Moving forward, UroPartners will continue to offer what Harris called “superb quality medicine in a community setting.”

A major part of maintaining high-quality medicine will be working with urologic cancer patients on improving their general health. “We have a responsibility to look at our patients as a whole, and not just (at) urologic issues or their cancer issues,” Trockman said. “We know that cancer patients who have a better performance status do better in terms of their cancer treatment outcomes.

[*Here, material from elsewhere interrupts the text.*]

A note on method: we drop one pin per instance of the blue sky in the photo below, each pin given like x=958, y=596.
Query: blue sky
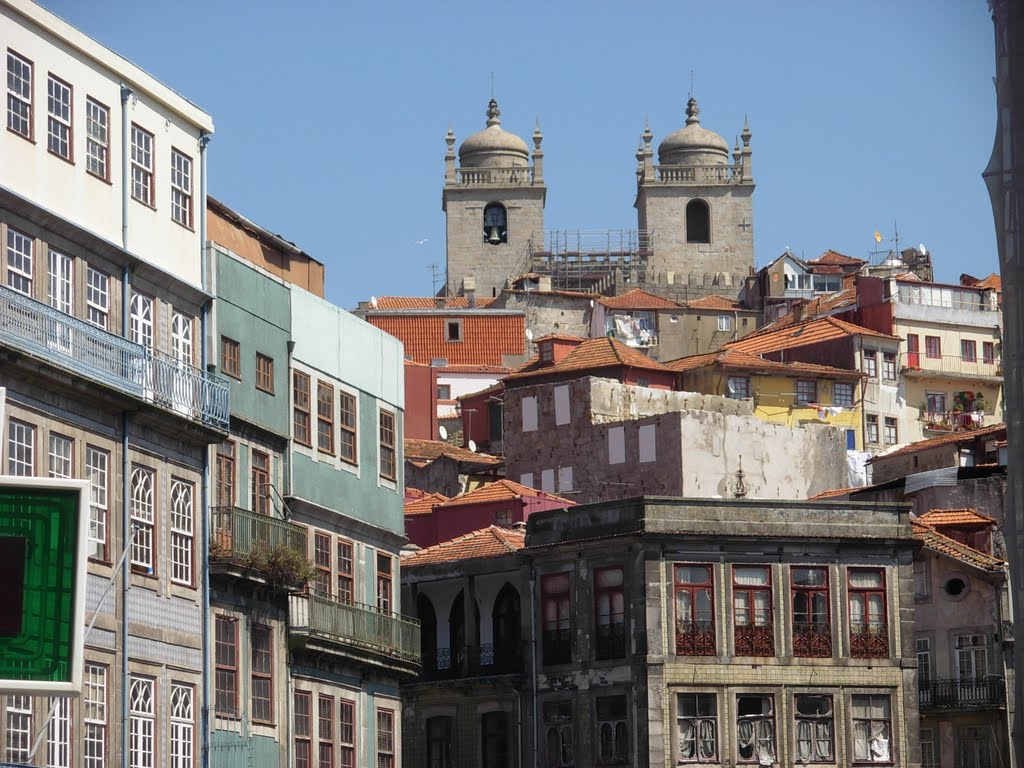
x=331, y=116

And with some of our slow-growing cancers, it’s clear that the leading cause of death in these patients is cardiovascular disease. So we can’t just focus on the cancer itself.”

The practice also will have to consider future growth in the aftermath of major changes in the healthcare landscape. A decade ago, Harris noted that convincing physicians to join a large group took time and a bit of persuasion. That may be less of an issue with newer doctors, who don’t have preconceptions about how medicine should work. But they are still uncertain that bigger is better.

“I was just interviewing someone who has recently come out of residency and he said, ‘I don’t know what it’s like to work for a small group, or a hospital, or a large-group practice. It’s all new to me,’” Harris recounted. “But it’s still a challenge to get them to see what a large-group practice is all about; to get them to see that, even though they may be working miles away from their colleagues and in different offices, there’s still a sense of cohesion, both among our staff and between our physicians and patients. I think that sense of cohesion is where we truly excel.”